Мне было очень страшно, когда через час я снова пришла к могиле дяди Инце. Снега становилось все больше, теплых ботинок у меня не было, не было и варежек; я знала, что Гизика давным-давно дома, на столике горит лампа, Гизика пьет какао и закусывает калачом. Монета была холодной, я еле нашла ее, еле откопала закоченевшими пальцами из-под снега. На улицах продавали каштаны и печеные кабачки, я постояла возле печурок и нагретых кирпичей, но так ничего и не купила. Из нашего дома неслись гаммы. Деньги у нас хранились в кухонном шкафу, в чашке. Я бросила туда пенге. Поплакала я совсем немного: не было времени, надо было приниматься за ужин.

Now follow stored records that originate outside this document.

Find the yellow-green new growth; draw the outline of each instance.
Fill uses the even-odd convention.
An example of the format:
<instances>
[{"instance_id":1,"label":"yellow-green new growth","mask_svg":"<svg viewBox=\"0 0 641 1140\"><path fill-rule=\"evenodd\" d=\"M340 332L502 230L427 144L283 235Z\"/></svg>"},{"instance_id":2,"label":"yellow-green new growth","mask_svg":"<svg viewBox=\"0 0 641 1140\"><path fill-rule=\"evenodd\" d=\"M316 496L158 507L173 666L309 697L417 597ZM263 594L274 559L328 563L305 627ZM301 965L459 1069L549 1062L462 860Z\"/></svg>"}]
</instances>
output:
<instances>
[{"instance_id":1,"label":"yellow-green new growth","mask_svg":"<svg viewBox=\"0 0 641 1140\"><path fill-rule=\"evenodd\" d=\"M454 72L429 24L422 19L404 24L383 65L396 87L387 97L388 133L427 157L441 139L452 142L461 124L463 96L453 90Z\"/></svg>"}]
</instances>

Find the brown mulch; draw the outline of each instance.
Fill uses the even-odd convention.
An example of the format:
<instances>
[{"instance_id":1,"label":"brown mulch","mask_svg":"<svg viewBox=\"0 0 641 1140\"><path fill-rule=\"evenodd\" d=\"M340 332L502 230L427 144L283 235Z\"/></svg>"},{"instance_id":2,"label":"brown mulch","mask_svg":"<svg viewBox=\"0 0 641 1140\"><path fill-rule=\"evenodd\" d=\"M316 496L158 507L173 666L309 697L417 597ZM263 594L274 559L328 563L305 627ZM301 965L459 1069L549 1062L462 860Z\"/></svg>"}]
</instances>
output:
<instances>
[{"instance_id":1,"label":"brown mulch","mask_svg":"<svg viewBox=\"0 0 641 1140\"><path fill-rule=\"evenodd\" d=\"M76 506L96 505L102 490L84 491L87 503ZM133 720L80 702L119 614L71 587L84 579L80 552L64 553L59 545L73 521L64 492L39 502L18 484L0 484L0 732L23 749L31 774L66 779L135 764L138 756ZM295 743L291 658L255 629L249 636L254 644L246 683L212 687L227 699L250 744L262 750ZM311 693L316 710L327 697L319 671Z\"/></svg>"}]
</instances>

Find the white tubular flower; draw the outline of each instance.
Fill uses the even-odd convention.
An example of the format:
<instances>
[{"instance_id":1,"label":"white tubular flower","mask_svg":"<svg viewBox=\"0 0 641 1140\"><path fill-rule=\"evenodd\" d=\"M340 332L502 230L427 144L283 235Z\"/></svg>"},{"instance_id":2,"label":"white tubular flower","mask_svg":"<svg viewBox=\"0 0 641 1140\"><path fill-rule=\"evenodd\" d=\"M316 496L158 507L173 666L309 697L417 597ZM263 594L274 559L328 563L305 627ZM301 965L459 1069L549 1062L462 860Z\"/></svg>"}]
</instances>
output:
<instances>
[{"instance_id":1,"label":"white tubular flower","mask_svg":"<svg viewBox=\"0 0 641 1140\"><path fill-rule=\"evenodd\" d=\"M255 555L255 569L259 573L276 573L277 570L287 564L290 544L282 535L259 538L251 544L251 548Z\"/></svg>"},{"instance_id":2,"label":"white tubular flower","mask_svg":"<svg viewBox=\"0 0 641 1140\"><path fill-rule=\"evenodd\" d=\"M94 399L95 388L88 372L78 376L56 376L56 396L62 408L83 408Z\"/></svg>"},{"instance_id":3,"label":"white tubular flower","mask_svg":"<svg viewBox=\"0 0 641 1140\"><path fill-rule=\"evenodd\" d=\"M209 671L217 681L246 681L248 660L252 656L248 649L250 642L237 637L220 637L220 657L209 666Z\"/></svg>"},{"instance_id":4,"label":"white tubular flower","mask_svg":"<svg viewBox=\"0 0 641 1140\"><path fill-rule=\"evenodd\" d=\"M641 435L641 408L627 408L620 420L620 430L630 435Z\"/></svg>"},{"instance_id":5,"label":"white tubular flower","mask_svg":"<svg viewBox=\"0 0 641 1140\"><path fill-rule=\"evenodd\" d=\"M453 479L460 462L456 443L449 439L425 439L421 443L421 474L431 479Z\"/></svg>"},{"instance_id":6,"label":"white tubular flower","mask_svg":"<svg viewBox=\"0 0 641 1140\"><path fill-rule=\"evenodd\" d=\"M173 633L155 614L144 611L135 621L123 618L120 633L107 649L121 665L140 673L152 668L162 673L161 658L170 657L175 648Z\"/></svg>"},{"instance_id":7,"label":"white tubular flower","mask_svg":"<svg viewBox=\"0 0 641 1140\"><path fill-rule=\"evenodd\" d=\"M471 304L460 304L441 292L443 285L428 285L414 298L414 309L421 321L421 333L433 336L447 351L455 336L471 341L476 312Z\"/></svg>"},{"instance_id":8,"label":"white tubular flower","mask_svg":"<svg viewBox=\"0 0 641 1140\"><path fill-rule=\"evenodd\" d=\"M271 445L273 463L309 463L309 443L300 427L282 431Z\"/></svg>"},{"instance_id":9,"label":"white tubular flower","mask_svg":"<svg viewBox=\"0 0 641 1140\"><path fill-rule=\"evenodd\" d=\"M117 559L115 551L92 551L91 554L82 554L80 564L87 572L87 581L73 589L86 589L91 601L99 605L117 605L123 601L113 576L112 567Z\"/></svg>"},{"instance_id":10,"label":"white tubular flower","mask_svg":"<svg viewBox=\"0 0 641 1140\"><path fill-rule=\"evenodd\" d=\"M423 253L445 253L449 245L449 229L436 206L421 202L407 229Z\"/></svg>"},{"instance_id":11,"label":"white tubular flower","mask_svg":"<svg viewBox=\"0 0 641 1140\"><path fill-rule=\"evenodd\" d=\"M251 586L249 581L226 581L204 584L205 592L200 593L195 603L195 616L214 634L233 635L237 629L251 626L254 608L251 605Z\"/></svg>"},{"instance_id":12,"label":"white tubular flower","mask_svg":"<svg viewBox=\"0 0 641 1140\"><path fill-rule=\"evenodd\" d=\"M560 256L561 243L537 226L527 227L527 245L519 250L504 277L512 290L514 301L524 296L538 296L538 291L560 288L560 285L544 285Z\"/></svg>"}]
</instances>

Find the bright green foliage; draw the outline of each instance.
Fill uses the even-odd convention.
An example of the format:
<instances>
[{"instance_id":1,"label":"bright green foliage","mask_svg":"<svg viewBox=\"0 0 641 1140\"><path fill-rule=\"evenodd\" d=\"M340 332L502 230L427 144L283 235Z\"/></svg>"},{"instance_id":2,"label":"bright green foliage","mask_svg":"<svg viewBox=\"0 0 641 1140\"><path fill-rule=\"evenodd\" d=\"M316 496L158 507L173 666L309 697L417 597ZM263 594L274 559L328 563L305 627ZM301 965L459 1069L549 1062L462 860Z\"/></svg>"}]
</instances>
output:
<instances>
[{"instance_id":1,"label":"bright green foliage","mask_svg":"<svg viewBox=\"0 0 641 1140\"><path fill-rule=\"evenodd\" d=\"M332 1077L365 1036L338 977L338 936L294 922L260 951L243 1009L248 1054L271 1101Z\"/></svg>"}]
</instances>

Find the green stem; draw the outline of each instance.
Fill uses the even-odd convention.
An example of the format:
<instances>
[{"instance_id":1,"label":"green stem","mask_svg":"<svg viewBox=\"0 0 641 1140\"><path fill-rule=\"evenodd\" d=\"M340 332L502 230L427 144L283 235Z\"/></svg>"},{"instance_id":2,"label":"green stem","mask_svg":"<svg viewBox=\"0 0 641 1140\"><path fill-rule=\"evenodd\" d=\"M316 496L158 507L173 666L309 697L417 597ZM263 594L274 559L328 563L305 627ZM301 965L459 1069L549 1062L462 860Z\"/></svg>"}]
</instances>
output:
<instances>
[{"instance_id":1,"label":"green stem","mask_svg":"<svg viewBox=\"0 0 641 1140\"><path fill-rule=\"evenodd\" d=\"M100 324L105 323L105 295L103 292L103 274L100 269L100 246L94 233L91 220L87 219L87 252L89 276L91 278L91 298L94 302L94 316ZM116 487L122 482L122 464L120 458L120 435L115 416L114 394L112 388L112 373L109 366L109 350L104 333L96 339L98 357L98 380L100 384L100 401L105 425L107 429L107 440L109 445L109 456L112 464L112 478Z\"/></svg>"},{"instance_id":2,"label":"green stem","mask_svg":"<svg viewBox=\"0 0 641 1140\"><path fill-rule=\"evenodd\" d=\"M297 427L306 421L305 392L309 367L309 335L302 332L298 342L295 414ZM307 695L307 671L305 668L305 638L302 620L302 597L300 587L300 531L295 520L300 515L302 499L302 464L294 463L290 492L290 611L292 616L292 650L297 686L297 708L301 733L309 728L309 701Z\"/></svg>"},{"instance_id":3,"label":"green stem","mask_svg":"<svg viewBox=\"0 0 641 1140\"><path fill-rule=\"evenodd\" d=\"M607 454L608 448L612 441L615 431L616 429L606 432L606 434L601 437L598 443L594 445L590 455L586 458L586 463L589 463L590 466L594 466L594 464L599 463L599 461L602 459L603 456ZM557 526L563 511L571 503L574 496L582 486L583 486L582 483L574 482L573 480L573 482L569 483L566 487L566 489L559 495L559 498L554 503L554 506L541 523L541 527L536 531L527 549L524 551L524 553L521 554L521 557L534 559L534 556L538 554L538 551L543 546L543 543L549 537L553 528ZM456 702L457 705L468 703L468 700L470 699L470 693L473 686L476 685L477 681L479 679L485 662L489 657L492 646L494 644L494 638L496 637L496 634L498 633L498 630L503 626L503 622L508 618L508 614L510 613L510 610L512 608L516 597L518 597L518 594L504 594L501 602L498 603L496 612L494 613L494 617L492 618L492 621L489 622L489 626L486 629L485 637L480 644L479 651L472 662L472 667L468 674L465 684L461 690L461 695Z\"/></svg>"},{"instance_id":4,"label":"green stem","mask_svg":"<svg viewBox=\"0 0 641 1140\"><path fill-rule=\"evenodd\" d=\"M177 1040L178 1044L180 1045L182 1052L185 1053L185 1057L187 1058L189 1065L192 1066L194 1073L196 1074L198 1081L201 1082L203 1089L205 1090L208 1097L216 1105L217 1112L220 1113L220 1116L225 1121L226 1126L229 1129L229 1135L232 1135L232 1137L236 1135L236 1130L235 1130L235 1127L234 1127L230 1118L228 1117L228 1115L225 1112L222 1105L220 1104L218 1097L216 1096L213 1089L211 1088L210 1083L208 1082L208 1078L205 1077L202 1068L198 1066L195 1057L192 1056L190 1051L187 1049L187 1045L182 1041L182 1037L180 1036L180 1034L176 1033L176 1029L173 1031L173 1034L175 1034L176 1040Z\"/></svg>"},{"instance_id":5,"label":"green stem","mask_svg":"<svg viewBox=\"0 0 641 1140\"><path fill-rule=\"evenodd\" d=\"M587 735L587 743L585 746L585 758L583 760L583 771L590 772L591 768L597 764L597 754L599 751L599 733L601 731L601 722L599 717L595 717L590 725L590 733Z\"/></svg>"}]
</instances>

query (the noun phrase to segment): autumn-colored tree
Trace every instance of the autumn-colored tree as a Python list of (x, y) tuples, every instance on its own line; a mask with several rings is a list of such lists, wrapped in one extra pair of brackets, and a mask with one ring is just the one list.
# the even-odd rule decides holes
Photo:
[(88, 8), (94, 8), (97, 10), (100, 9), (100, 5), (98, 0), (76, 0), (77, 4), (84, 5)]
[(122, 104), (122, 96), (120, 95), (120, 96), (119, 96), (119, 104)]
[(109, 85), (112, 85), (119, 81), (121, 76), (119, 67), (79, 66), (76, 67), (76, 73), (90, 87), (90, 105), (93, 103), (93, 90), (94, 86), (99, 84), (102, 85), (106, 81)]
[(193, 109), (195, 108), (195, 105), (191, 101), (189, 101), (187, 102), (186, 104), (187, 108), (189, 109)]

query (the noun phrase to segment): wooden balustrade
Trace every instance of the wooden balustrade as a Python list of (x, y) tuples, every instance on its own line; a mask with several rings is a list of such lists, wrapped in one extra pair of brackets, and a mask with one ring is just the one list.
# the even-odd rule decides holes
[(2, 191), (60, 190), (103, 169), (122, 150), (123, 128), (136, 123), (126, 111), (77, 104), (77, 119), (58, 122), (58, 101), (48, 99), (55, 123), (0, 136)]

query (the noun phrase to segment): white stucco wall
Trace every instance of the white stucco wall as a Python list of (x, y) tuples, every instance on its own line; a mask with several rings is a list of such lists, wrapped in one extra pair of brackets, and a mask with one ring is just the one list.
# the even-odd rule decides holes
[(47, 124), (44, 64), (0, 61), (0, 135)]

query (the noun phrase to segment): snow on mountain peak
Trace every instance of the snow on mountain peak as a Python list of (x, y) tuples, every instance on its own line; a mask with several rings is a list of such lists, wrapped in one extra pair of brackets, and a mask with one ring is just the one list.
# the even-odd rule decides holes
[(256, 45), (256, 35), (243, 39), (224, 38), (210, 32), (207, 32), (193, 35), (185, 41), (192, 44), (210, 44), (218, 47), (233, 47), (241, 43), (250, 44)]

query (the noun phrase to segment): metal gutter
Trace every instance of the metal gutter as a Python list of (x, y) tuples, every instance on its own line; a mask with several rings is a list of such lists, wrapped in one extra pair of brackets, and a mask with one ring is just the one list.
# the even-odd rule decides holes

Я любила тебя. Пусть я редко говорила об этом, пусть никогда не могла показать свою любовь в полной мере. Но я любила тебя. В тот вечер, когда ты повел меня в Крепость, смотреть иллюминацию, и перед церковью бросил монетку нищему, я сначала высмеяла тебя, сказала, что теперь, по крайней мере, у него будет что пропивать. Мы дошли до угла; перед нами лежала длинная тень памятника Святой троицы, из открытых дверей церкви лился свет. Я оглянулась назад. Ты только головой качал, когда я вырвала у тебя свою руку, побежала обратно и высыпала все деньги которые были у меня в кошельке, на колени старику - и потом побежала дальше, совсем в другом направлении, к Рыбацкому бастиону; ты еле догнал меня. «Сумасшедшая», - сказал ты, целуя меня; я стояла, прижавшись к тебе, и думала, что ты даже не подозреваешь, какая я сумасшедшая - ведь я ни разу в жизни не подала нищему; теперь у меня текут слезы, я размазываю их по лицу, а ты и не догадываешься, что я плачу от страха - от страха перед самой собой, перед этой чуждой мне женщиной, которая бросает нищему деньги и желает ему всего доброго.